Do you have any plans to write a memoir? Something like an Ian McEwan or Brett Ellis style Magnus Opus, perhaps?
Not remotely. I think all comes back to the writing, you know? A writer who’s doing his or her job well is just sitting in a room alone getting on with it. And there’s not much that’s interesting about that.
Going back to ‘Dolphin Junction’, your short story collection. How did you decide to structure it in the way that you did? Did it just the stories just kind of speak to each other? Or did you have an underlying narrative that you worked through?
There was no underlying narrative. In fact, with one exception, the stories had all been written a long time before the book was published – I don’t really write short stories anymore. I’d like to, but you can get away with more when you’re writing a novel. In the short story, you really need to bang the nail on the head.
Compiling the collection.
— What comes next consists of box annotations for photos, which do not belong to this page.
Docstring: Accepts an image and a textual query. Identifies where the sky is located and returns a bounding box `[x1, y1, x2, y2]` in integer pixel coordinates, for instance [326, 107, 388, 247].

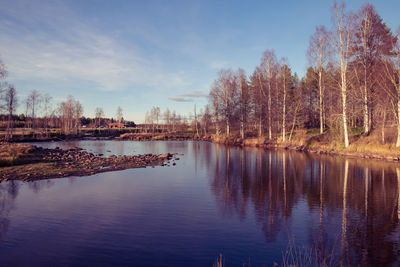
[0, 0, 400, 123]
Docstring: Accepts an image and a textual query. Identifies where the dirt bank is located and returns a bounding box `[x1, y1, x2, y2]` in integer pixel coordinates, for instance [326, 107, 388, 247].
[0, 144, 178, 181]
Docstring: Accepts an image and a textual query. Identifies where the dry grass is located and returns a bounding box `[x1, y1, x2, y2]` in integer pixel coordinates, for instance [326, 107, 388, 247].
[282, 240, 339, 267]
[0, 143, 35, 166]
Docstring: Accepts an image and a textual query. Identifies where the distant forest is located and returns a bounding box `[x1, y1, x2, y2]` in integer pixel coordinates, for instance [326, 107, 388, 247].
[0, 3, 400, 147]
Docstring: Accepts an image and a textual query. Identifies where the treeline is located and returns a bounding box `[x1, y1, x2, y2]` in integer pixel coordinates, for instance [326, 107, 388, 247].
[0, 60, 134, 140]
[143, 105, 212, 136]
[209, 4, 400, 147]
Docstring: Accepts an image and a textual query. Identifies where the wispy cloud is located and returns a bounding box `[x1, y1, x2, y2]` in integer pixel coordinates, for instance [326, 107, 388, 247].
[168, 97, 193, 102]
[182, 91, 208, 97]
[0, 1, 192, 91]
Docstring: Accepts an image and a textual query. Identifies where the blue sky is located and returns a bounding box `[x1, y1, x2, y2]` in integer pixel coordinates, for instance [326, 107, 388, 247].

I took all the stories I’d written or published and decided which ones I didn’t want to see again. The sequenced them in what I thought was the most effective way. Some of them were about the same characters, so they needed to be in a specific order. For the rest, it was just instinct.
The poets among you will know that the order on which you present poems is hugely important, and is rarely the order in which they were written. True, this matters more to the poet than it does to anyone else … But still, it feels like there’s a correct order. I tried to achieve that when arranging the stories.
And did you find that you were amending the stories as you were putting them together, so that they worked as a collection.
I don’t remember adjusting anything. There might have been one or two continuity things because as I say, some of the some of the stories are about the same characters, but I don’t think they’re connected enough that that was necessary.
Do you like reading short story collections? And, given recently reported sales increases, do you think the tide of opinion is turning towards them?
Publishers have a strange attitude toward short story collections. They seem reluctant to commit to them, as if readers shy away from them.But there’s something magical about the uninterrupted effect of a short story that you can read from start to finish in one sitting without having to reinvest yourself in it. When you’re reading a novel, you have to put it down, get on with your life, then come back and re-engage with the story over and over. With short stories, you sit down and read the whole thing from start to finish without any interruption. I think most committed fiction readers appreciate this. It’s like getting your narrative fix in one shot. Readers love that! Publishers should rethink their game.
About Mick Herron
Mick Herron’s six Slough House novels have been shortlisted for eight CWA Daggers, winning twice, and shortlisted for the Old Peculier Crime Novel of the Year three times. The first, Slow Horses, was picked as one of the best twenty spy novels of all time by the Daily Telegraph, while the most recent, Joe Country, was a Sunday Times top ten bestseller.
Mick Herron was born in Newcastle upon Tyne, and now lives in Oxford.